Mississippi Burning : les meurtres du freedom summer comme si vous y étiez

Les pans obscurs de l’Histoire sont toujours plus faciles à appréhender par le prisme de la fiction. Les ravages engendrés par le Ku Klux Klan, organisation américaine honnie à la peau dure, sont ainsi sujets de plusieurs films. Parmi ceux-ci, Mississippi Burning est une œuvre cinématographique pionnière. Avec la mise en lumière d’un événement réel et marquant des années 1960, le film d’Alan Parker demeure unique. Balloté entre arrangements avec la réalité des faits et qualités frappantes, Mississippi Burning fictionnalise les actions du Ku Klux Klan pour le meilleur ou pour le pire.

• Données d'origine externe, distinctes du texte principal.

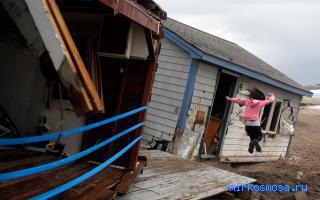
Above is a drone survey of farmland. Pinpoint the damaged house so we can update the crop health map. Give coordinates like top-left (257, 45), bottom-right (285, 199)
top-left (142, 18), bottom-right (312, 162)
top-left (0, 0), bottom-right (166, 199)
top-left (0, 0), bottom-right (255, 200)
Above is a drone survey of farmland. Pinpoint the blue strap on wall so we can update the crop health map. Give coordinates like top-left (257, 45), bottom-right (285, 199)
top-left (0, 122), bottom-right (144, 181)
top-left (0, 106), bottom-right (148, 146)
top-left (32, 136), bottom-right (141, 200)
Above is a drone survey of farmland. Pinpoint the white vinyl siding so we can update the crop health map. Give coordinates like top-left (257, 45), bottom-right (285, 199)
top-left (220, 77), bottom-right (301, 162)
top-left (142, 38), bottom-right (191, 143)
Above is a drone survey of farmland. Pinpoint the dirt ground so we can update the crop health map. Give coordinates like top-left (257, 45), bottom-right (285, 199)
top-left (207, 99), bottom-right (320, 200)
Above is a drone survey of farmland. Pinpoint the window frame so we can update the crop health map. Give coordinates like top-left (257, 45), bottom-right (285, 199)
top-left (260, 99), bottom-right (283, 135)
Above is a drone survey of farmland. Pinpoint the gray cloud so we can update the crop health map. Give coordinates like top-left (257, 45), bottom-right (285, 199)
top-left (158, 0), bottom-right (320, 84)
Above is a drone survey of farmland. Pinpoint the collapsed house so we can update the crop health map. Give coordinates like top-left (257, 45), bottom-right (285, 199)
top-left (142, 18), bottom-right (312, 162)
top-left (0, 0), bottom-right (166, 199)
top-left (0, 0), bottom-right (255, 199)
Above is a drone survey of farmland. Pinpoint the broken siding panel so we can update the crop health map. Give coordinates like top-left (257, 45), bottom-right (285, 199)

« D’où vient-elle cette haine ? »

Alan Ward à Rupert Anderson – Mississppi Burning

À l’été 1964, la lutte pour les droits civiques a plusieurs visages. Parmi ceux-ci, des organisations comme le Comité de défense des droits civiques mobilisent leurs effectifs. Essentiellement composés d’étudiants venus des états du nord des USA, ils sillonnent le Sud, informent la population noire de ses droits, dont le premier d’entre eux, largement bafoué dans la région, le droit de vote. En effet, si les Noirs ne votent pas, rien ne changera en leur faveur…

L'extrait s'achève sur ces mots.